Maybe she had noticed me looking at women in public before. Maybe this was just the situation that tipped the scales. I knew I needed to come clean, but I was in damage control mode. I said, “It isn’t about that girl. I have a problem with lust.” I disclosed that I had always had a lustful, wandering eye from the onset of puberty and my exposure to pornography at the age of twelve. This was a complete revelation to her, shattering the image she had of the godly man she married. 

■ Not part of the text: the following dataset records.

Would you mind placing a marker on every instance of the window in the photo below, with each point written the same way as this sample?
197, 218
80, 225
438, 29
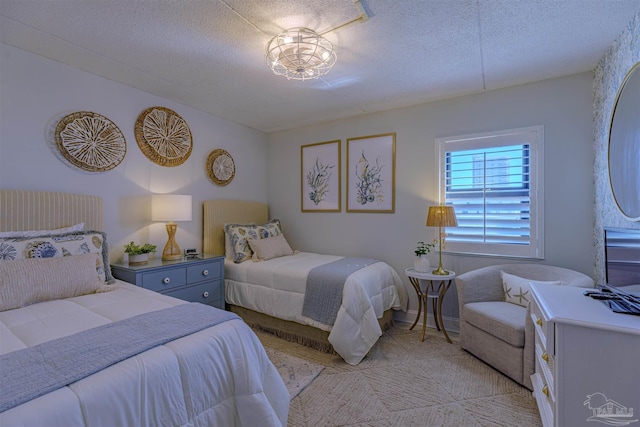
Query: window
494, 184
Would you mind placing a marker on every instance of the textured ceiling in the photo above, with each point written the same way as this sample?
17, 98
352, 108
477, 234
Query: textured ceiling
209, 54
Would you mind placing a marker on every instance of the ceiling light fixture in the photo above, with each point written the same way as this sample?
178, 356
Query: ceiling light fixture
300, 54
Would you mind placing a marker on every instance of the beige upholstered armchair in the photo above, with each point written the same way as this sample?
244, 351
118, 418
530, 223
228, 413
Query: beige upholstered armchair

I knew this was bad, really bad. My wife had a track record of broken relationships and divorce stemming from her own woundedness and the way she chose to deal with conflict. She believed in tough love, but I saw it as a stubborn refusal to be tarnished by other people’s brokenness. 


  1. Repulsed 


When we got back to our house she completely melted down with loud, guttural wailing and sobs coming from a deep wounded place in her soul. I tried to comfort and console her, but when I tried to hold her in my arms like I had done so many times before she was repulsed by my touch. My sin was repulsive to her. This betrayal touched her in a deep place where she was already wounded. I did not know how sensitive this wounding from her past still was. 

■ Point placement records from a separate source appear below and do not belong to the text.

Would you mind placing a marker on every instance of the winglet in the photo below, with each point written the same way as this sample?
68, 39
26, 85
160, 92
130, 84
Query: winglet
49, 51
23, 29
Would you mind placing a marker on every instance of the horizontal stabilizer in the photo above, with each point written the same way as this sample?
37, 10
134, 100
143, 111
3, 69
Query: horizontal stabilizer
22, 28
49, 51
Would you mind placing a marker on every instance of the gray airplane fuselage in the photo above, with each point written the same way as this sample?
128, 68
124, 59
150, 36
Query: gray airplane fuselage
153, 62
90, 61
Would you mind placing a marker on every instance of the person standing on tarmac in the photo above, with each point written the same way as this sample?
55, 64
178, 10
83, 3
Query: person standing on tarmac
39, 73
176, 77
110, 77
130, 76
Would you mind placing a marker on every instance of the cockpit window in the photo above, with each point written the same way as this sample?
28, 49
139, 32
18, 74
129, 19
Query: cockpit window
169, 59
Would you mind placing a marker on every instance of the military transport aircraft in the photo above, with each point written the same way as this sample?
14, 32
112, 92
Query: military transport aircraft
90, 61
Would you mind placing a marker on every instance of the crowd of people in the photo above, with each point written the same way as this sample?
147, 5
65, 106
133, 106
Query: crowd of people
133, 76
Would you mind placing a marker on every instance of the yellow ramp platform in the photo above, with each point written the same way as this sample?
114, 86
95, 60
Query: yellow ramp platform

She was repulsed by my sin, but I wasn’t. God was repulsed by my sin, but I wasn’t. It would take years of recovery work for me to get to the place where my wife was on that day. Until we are repulsed by our own sin we will hold it close, justify it and deceive ourselves. That is where I was.


My wife decided I was so repulsive she could not stand to stay in the same house with me, rented a car and left. I did not know where she went, or whether she would come back. My brokenness had impacted her woundedness in a toxic way.




  1. Repentance


For three days I rattled around our house alone, even though two of my teen-aged sons were living there, I was alone. I called my pastor and told him what was going on. He responded like many other mentors had in the past when I tried to deal with my ongoing struggle with lust. His advice was that most men struggle in this area and even though it is bad and should be dealt with I was not alone in it. This did not really help me. I remembered at least two other occasions in years past when I had been caught and confronted with my sin and turned to my spiritual leadership for help. The advice and counsel I received was a kind of “boys will be boys” and “all men have a problem with this.”  Not helpful.

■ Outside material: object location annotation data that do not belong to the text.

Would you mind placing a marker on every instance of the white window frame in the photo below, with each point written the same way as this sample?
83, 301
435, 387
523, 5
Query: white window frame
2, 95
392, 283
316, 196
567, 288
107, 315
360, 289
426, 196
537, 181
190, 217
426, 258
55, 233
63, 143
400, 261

At this time my “repentance” was rooted in the fact that I had been caught. The Bible speaks of a Godly sorrow that brings repentance that leads to salvation and leaves no regret, but worldly sorrow brings death.” (2 Corinthians 7:10 NIV)


My repentance was not a godly sorrow, it was damage control, denying, saving my own skin so that I could keep doing what I wanted to do; a kind of “repentance” which is not really repentance at all. Biblically, repentance means to change your mind and to turn and go in the opposite direction. This was not what I was trying to do, or what I had ever tried to do. I can’t tell you how many times over the previous forty years of battling with this pet sin that I had “repented” and told God I would never do it again. My white-knuckle attempts to avoid sin had ended in failure thousands of times. I could go for long periods of abstinence from “acting out” but would always return. I had never been at the place where I acknowledged that I could not do this, that I was powerless against my addiction. I didn’t even think I was addicted. I thought that I could stop anytime I wanted. My deception was so great I had deceived even myself.


My wife let me know she was on the coast in a hotel room. After three days we agreed to meet at a park near our house and talk. It was tense. I was “repentant” as far as I knew how, and she told me she was willing to give our marriage a chance to work. I was relieved that she wanted to do that and felt like I had dodged a major bullet. What I didn’t know that day was that I had completely destroyed my wife’s trust in me and I would never earn it back.